Gianni Schicchi, a única comédia de Puccini, estreou em 1918 no Metropolitan de Nova York como a terceira de um trítico (Il Trittico) formado também por Il Tabarro e Suor Angelica. Embora as três tenham sido bem recebidas e façam, até hoje, tanto isoladamente quanto em conjunto, parte do repertório dos teatros de ópera, Gianni Schicchi logo de cara se destacou. James Gibbons Huneker, crítico do The New York Times que assistiu à estreia, comparou Il Trittico a uma sinfonia lírica “na qual Il Tabarro é o allegro inicial com uma coda preto; Suor Angelica como um adagio en blanc majeur (…); o terceiro movimento, Gianni Schicchi, um brincalhão, excêntrico scherzo, transbordando de alegres diabruras, não sem um toque do humor de Boccaccio ou um pouco da sagacidade e do desenho de personagens de Molière. E o último será o primeiro. Gianni Schicchi é evidentemente a mais individual das três composições. Nela Puccini atingiu grande distinção” (The New York Times, 15 de dezembro de 1918).
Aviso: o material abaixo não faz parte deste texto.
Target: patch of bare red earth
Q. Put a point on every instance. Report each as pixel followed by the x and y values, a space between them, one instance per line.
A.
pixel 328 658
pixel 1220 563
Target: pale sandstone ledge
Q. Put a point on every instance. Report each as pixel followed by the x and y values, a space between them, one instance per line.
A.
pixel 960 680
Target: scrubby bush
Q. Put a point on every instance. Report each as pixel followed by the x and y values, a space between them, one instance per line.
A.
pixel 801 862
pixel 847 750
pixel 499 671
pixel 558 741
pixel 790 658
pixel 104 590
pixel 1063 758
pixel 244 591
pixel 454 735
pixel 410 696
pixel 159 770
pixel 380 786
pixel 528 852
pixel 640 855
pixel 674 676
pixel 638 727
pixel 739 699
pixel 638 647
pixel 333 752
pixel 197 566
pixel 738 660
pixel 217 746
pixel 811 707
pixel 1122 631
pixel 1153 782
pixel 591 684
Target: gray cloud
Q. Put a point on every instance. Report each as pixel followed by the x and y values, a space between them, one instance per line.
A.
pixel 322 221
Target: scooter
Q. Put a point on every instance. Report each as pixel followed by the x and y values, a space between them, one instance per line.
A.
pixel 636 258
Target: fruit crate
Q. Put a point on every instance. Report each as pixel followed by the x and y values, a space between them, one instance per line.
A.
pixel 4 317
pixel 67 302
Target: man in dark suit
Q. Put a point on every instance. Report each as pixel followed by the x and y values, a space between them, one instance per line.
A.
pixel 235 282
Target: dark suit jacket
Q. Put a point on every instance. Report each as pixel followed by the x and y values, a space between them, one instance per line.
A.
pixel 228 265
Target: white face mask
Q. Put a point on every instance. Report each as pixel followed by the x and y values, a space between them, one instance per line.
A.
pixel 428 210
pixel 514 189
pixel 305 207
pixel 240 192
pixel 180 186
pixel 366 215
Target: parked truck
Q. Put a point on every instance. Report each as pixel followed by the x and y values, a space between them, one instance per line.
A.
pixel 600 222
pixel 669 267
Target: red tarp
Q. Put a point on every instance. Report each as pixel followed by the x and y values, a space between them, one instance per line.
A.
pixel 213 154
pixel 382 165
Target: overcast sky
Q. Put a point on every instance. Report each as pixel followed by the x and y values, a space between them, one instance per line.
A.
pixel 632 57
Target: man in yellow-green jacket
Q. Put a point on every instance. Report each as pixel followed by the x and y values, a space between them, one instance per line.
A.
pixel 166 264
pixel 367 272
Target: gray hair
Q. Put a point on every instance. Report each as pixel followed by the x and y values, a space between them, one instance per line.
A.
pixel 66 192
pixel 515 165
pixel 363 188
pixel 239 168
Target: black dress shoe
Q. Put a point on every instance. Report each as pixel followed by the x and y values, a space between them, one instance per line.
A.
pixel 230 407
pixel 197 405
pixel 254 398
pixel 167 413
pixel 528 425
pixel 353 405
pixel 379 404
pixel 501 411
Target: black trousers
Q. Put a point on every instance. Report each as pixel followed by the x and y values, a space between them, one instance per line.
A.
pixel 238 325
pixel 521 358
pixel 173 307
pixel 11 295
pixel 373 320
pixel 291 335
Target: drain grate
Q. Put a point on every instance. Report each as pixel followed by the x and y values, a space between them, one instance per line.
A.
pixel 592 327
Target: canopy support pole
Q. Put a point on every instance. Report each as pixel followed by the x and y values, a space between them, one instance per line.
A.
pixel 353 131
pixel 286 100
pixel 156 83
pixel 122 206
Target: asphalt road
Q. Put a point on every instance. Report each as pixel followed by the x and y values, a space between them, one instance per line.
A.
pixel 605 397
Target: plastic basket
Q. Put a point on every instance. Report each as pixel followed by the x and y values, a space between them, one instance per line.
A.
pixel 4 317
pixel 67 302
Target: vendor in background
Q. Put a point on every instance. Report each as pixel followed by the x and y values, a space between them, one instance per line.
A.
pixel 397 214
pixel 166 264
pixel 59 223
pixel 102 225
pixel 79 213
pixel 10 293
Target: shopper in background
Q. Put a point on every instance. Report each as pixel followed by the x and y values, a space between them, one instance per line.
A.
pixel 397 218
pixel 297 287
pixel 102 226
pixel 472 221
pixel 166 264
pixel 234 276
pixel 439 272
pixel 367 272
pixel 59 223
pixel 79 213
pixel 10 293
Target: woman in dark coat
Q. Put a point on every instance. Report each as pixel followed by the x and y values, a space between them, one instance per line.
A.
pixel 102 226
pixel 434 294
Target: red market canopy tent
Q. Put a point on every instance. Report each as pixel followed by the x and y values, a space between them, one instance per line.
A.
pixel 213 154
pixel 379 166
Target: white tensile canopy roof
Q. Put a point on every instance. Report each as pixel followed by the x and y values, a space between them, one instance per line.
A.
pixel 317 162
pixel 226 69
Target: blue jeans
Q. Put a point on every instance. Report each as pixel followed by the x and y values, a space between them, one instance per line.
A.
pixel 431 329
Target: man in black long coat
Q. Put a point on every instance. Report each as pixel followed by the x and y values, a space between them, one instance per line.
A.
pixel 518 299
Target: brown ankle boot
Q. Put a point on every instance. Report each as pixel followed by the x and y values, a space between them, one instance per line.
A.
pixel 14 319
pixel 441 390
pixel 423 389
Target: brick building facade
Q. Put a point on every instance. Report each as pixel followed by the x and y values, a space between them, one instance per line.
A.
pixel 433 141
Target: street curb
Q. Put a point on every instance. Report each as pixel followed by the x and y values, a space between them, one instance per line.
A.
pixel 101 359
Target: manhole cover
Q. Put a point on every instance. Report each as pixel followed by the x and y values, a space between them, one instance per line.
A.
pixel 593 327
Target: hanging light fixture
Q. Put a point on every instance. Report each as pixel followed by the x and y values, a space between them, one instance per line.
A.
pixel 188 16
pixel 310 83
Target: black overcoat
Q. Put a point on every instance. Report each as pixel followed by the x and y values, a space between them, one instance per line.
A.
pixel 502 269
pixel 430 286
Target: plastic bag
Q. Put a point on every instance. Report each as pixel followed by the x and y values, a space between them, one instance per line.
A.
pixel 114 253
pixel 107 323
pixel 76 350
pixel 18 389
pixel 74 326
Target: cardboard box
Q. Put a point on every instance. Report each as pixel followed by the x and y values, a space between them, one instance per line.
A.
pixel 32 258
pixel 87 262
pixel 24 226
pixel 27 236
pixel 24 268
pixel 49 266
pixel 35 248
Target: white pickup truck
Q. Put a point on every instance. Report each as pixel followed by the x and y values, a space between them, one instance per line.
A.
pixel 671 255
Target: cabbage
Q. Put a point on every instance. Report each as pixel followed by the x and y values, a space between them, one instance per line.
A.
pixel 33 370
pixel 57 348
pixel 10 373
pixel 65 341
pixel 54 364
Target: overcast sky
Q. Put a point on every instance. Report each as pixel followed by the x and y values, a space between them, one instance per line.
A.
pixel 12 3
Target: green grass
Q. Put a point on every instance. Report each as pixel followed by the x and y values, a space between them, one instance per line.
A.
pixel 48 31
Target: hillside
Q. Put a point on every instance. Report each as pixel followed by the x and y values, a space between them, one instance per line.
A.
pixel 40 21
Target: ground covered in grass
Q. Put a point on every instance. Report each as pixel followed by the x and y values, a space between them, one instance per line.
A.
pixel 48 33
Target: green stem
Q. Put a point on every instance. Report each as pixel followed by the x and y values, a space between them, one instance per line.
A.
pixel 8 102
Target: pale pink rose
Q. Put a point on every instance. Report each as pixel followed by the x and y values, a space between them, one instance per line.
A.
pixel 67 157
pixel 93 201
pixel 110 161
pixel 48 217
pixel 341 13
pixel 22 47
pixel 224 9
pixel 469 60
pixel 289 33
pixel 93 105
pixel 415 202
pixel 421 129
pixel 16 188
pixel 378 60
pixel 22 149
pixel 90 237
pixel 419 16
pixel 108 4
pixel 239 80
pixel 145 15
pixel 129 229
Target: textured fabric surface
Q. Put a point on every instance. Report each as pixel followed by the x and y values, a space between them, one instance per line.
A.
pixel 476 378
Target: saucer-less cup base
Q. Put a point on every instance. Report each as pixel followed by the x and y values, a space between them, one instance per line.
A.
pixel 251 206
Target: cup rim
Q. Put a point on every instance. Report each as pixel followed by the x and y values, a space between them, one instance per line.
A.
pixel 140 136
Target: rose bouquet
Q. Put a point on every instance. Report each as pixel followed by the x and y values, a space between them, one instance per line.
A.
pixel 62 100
Gianni Schicchi, uma obra prima da maturidade de Puccini, pode ser comparada a Falstaff, também única e tardia comédia de Verdi, ou a Il Nozze di Figaro, comédia de Mozart com forte cunho social. Nos três casos, o protagonista, como é usual na opera buffa, é um barítono. Todas tratam da tentativa de ascensão social, da aceitação social, da hipocrisia da sociedade estabelecida. Gianni Schicchi tem, porém, a particularidade de definir muito bem essa sociedade com a Florença do fim do século XIII e início do XIV, tornando a cidade praticamente a verdadeira protagonista da ópera. No poeta florentino Dante está o ponto inicial; na família promovida ao paraíso e no forasteiro condenado ao inferno estão os personagens principais; a paisagem da cidade é o rico cenário — não só rico de ouro, mas também da criatividade do homem, da qual brota a arte, a poesia, mas também as tramas, os preconceitos e as intrigas. O Céu e o Inferno estão em Florença.

Gianni Schicchi S Pedro
A produção de Gianni Schicchi em cartaz no Theatro São Pedro

Gianni Schicchi promove a gente nouva, aquele que busca a ascensão. Assim também o Theatro São Pedro, com sua produção bem cuidada, bem pensada, muito bem dirigida tanto cenicamente por Davide Garattini Raimondi quanto musicalmente pelo maestro André dos Santos, promove os novos cantores da cena lírica brasileira. Tive a oportunidade de assistir ao ensaio geral da ópera, que estreia hoje tendo o barítono Johnny França no papel título. Há cerca de um ano, no mesmo teatro, França, com voz firme, doce e aveludada, transformou seu Michonnet, personagem secundário, no grande destaque de Adriana Lecouvreur. Agora, no novo papel, a voz aveludada deu lugar ao tom forte, às vezes áspero, sarcástico, de Ginni Schicchi. Desse modo, França demonstrou que além de cantar e interpretar bem, também tem a habilidade de moldar o colorido de sua voz ao personagem. A produção, tradicional, é bem italiana e o figurino deixa claro o contraste entre a família tradicional, formal, pesada, e o camponês Schicchi.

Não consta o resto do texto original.